Materials and methods

Patients and methods

In this study, we retrospectively collected clinical data of patients with DLBCL who had taken EBV copy number (EBV-CN) detection in PBMCs before treatment between March 2014 and January 2018. The eligibility criteria were: with newly diagnosed DLBCL, without human immunodeficiency virus infection, no previous history of any type of lymphoma, and not less than 18 years old. Eighty-four eligible patients were included. The DLBCL diagnosis was based on the 2016 World Health Organization (WHO) classification.

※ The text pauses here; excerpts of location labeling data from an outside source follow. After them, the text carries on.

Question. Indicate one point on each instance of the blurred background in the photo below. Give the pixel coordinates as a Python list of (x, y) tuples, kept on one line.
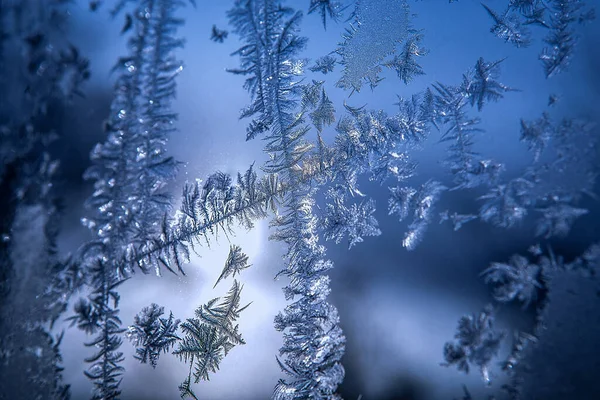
[(397, 308)]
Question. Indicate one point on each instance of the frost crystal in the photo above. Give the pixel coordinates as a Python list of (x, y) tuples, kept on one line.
[(379, 26), (477, 342)]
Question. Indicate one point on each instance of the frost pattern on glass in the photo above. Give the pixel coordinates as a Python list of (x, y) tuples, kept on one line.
[(477, 343), (130, 171), (312, 347), (379, 26)]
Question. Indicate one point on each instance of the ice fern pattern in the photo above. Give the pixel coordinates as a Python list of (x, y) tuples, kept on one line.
[(319, 153), (312, 346), (373, 36), (129, 171)]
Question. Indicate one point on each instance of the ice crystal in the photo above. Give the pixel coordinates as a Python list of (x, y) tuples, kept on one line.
[(379, 26)]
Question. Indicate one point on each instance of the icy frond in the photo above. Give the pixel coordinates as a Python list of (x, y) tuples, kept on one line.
[(355, 222), (218, 35), (508, 27), (209, 337), (468, 168), (378, 144), (324, 113), (324, 64), (151, 334), (477, 343), (481, 85), (312, 348), (326, 7), (223, 315), (311, 94), (276, 37), (236, 262), (130, 171), (537, 134), (379, 26), (405, 63), (404, 201), (207, 209), (561, 38), (517, 280), (507, 204)]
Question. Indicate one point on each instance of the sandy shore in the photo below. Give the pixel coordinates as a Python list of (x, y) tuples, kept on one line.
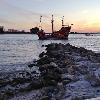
[(63, 72)]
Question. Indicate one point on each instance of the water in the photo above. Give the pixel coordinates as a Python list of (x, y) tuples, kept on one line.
[(18, 50)]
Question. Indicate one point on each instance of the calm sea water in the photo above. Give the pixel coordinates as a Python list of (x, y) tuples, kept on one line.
[(18, 50)]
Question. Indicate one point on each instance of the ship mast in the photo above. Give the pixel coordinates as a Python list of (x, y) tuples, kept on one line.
[(52, 21), (40, 22), (62, 21)]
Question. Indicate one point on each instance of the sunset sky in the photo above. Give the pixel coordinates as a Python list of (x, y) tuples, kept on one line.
[(25, 14)]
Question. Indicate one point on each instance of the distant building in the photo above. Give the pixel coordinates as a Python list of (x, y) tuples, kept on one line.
[(34, 30)]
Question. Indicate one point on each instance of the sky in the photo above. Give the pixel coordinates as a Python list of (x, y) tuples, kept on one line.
[(25, 14)]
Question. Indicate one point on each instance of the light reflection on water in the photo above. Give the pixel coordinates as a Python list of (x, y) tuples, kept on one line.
[(17, 50)]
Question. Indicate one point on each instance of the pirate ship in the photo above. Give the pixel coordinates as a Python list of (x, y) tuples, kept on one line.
[(61, 34)]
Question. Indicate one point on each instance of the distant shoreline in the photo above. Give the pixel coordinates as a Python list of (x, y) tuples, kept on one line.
[(32, 33)]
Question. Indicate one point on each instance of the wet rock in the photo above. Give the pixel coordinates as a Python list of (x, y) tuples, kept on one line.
[(94, 78)]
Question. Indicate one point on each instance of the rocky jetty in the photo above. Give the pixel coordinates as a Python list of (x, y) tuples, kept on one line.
[(63, 72)]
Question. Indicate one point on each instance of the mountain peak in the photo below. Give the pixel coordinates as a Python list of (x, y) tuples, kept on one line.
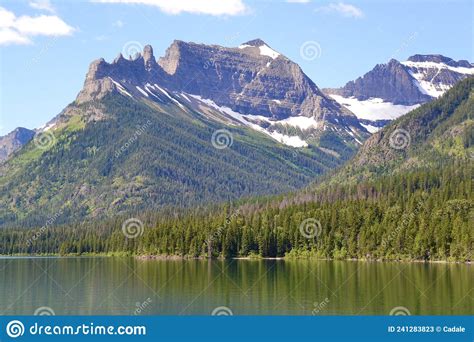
[(436, 58)]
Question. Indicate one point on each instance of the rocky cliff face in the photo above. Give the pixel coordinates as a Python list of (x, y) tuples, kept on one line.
[(391, 82), (393, 89), (251, 80), (14, 141)]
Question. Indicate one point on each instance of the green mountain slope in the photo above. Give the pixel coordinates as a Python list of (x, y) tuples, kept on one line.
[(412, 204), (119, 154), (433, 135)]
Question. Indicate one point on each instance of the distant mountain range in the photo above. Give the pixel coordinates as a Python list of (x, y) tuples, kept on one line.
[(201, 124), (406, 195), (393, 89)]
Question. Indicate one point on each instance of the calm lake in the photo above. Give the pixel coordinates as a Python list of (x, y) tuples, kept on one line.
[(126, 286)]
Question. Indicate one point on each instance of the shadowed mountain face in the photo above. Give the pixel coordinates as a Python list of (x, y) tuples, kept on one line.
[(252, 79), (436, 134), (14, 141), (393, 89)]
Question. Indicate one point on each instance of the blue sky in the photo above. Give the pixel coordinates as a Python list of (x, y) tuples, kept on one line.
[(46, 46)]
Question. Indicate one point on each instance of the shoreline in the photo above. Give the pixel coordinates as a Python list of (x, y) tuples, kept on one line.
[(164, 257)]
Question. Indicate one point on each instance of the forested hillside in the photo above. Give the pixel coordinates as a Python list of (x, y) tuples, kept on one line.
[(414, 203)]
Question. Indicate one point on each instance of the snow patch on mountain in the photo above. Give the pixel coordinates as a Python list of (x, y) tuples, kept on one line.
[(265, 50), (293, 141)]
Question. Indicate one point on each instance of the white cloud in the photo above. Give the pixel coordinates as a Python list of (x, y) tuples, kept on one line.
[(210, 7), (118, 23), (45, 25), (19, 30), (9, 36), (343, 9), (42, 5)]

The follow-up information was available in 75 patients, among whom 68 were treated with anthracycline-based chemotherapy combined with rituximab as initial treatment, while two with the CHOP regimen (cyclophosphamide, doxorubicin, vincristine, and prednisolone) only and the other six with supportive care only. The study protocol was approved by the Institutional Review Board of Tongji Hospital.

Pathology

Pathologic evaluations were performed independently by two pathologists. Formalin-fixed paraffin-embedded tissue (FFPE) samples from lymph nodes were subjected to immunohistochemical staining using a panel of monoclonal antibodies against CD20 (L26, Dako, M0755, Nowy Sącz, Poland), CD79a (JCB117, Dako, M7050, Nowy Sącz, Poland), CD5 (4C7, Dako, M3641, Nowy Sącz, Poland), CD30 (Ber-H2, Dako, M0751, Nowy Sącz, Poland), CD10 (56C6, Dako, M7308, Nowy Sącz, Poland), BCL-2 (124, Dako, M0887, Nowy Sącz, Poland), BCL-6 (PG-B6p, Dako, M7211, Nowy Sącz, Poland), and Mum1 (MUM1p, Dako, M7259, Nowy Sącz, Poland). IHC analysis was performed using a Bond-III Autostainer (Leica Biosystems, Melbourne, Australia) under fully automated protocols as previous reported [14]. The positivity cutoff value for these markers was as follows: 80% for CD20, 80% for CD79a, 10% for CD5, 10% for CD30, 10% for CD10, 30% for BCL2, 30% for BCL6, and 30% for MUM1.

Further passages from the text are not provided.